“Man to Man”: una joya coreana en Netflix

Mezcla de drama, thriller y comedia, que narra la relación de un actor con su guardaespaldas. Este secreto de la televisión de Corea del Sur tiene quien lo proteja por Netflix: un guardaespaldas. En la serie de espías y comedia Man to Man, el efectivo agente Kim Seol-woo (Park Hae-yin) tiene la misión de resguardar las aventuras y los avatares del popular actor Yeo Woon-gwang (Park Sung Woong). Dentro y fuera de los sets, sus estrategias secretas funcionaron con coreana precisión. Muy famosa en su país, Man to Man está disponible desde el 21 de abril en el catálogo de Netflix, pero aún no fue descubierta del todo: los misterios en serie de Corea esperan por sus fans.



La oferta fragorosa de series en la plataforma puede ser un factor. También, la recurrente afinidad argentina con ficciones de los Estados Unidos y de Gran Bretaña, pero el mundo coreano escapa a los clichés, incluso más que muchos contenidos con buen marketing y temporadas incansables.

Man to Man, en la primera, de 16 episodios, expone un universo propio y, como todo en Corea, nada predecible. Su lejanía cultural potencia su soltura visual y argumental, a los ojos locales, de estos llamados, televisivamente, “k-dramas”.

Y qué narra puntualmente? El vínculo entre un miembro de la agencia de espías de Corea del Sur, con la misión de revelar un entramado de corrupción millonaria corporativa en su país. Pero le asignan una tarea imposible y cruel: lidiar con la farándula coreana. A Kim Seol-woo le ordenan infiltrarse y ganarse la confianza de la estrella del cine de acción Yeo Woon-gwang. Un villano de película y televisión.

¿Ficción dentro de la ficción? “El es mi hermano, mi compañero del alma”, dirá en uno de los episodios el actor célebre (en la piel de otro, insufrible y ególatra). Seol-woo lo mira con coreano estoicismo en medio de la euforia de los sets de filmación, y lo sigue a todos lados. Hay peligros alrededor, como la joven Cha Do Ha (Kim Min-jung) que es fanática del divo y esconde, desde ya, un secreto del pasado. Y, entonces, los géneros se fundirán con galantería, acción milimétrica y varias sospechas.

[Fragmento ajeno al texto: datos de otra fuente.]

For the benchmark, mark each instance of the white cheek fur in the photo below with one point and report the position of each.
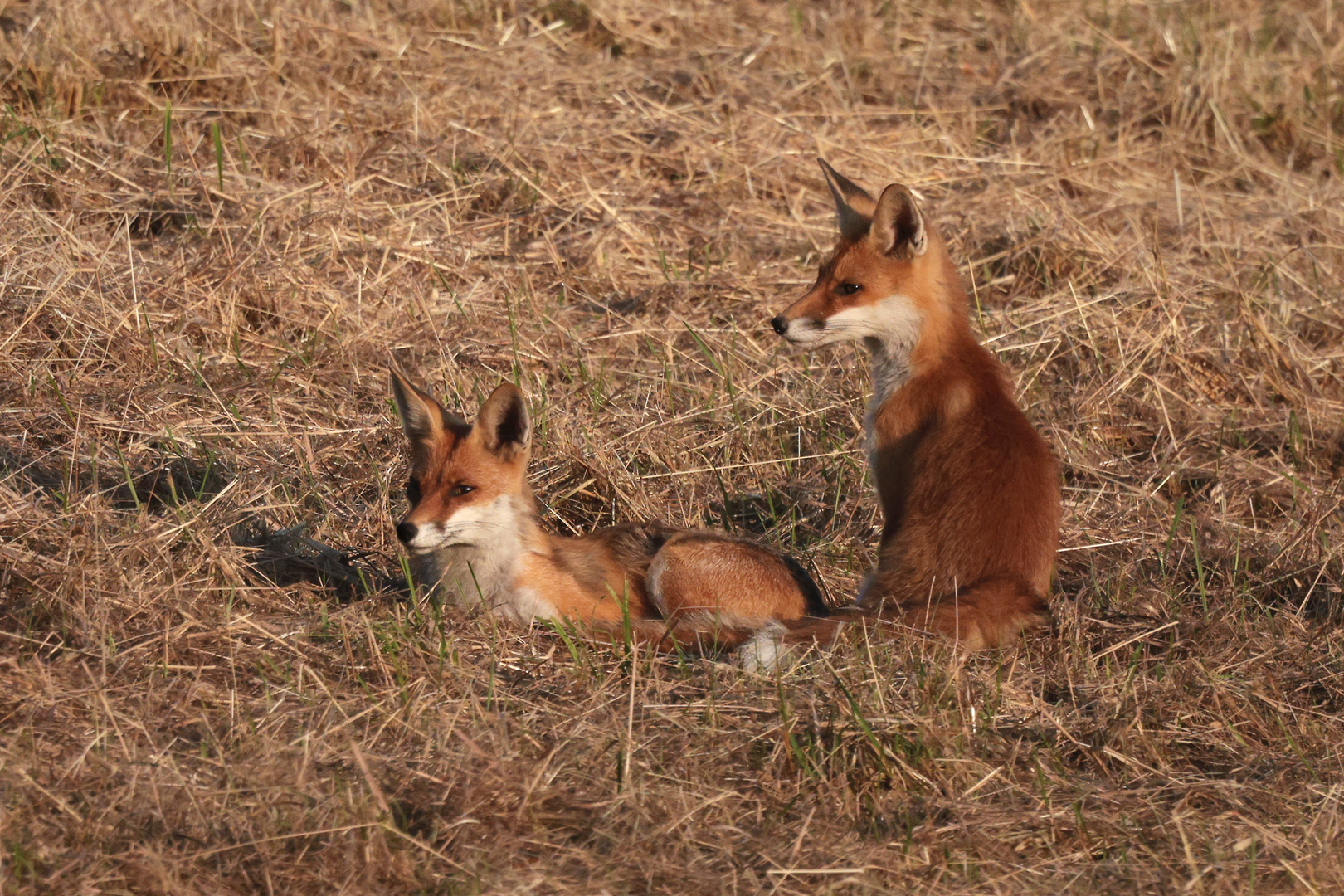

Man to Man: de guardaespaldas a estrella, y de hombre a hombre, en este mundo dentro de otros en la tecnificada pero no deshumanizada Corea del Sur, mostrada en Occidente por la mega plataforma online. La serie figura como “original de Netflix”, pero no había sido concebida para ser vista por streaming (como House of Cards). La produce la cadena privada de cable coreana JTBC, y en su país se emite viernes y sábados a las 23, también desde el 21 de abril, en reemplazo de otra serie exitosa: Strong Woman Do Bong Soon. Netflix compró los derechos exclusivos, y asentó otro dato histórico a Man to Man. Es la primera producción coreana transmitida simultáneamente en 190 países.

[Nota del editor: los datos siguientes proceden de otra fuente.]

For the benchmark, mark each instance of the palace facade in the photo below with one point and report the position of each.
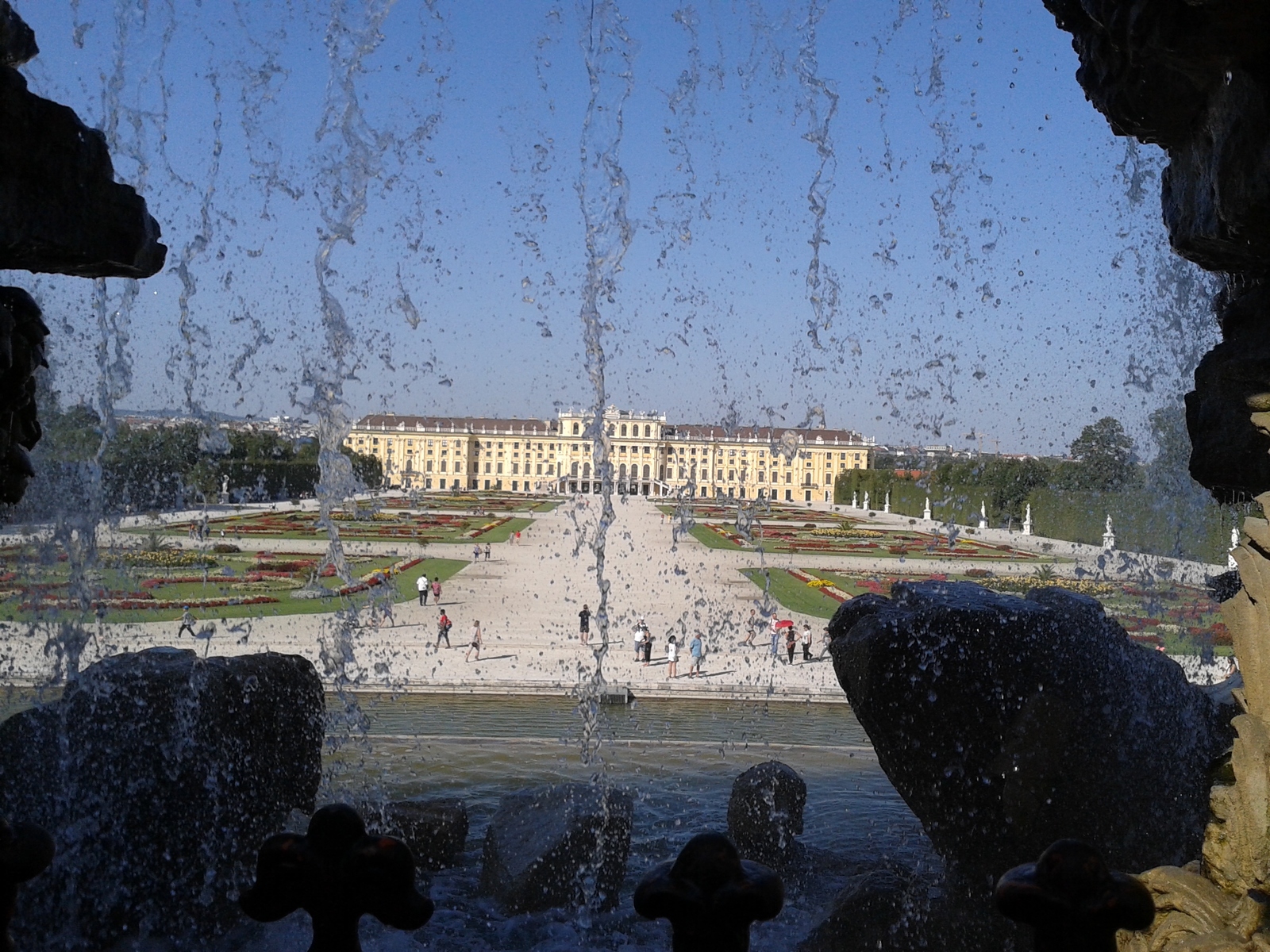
(648, 456)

“Algo se siente mal acerca de este trabajo”, esboza con intuitiva frialdad de espía Kim Seol-woo, a medida que los mundos del poder y de la televisión se confunden, y que se acerca, cada vez más, a Yeo Woon-gwang. Con sus picantes escenas y sus razones ocultas, este melodrama combinado con thriller y comedia escrito por Kim Won-suk, y con dirección de Lee Chang-min, es una buena revancha. De Corea a Netflix, con humor, suspenso, absurdos y amor.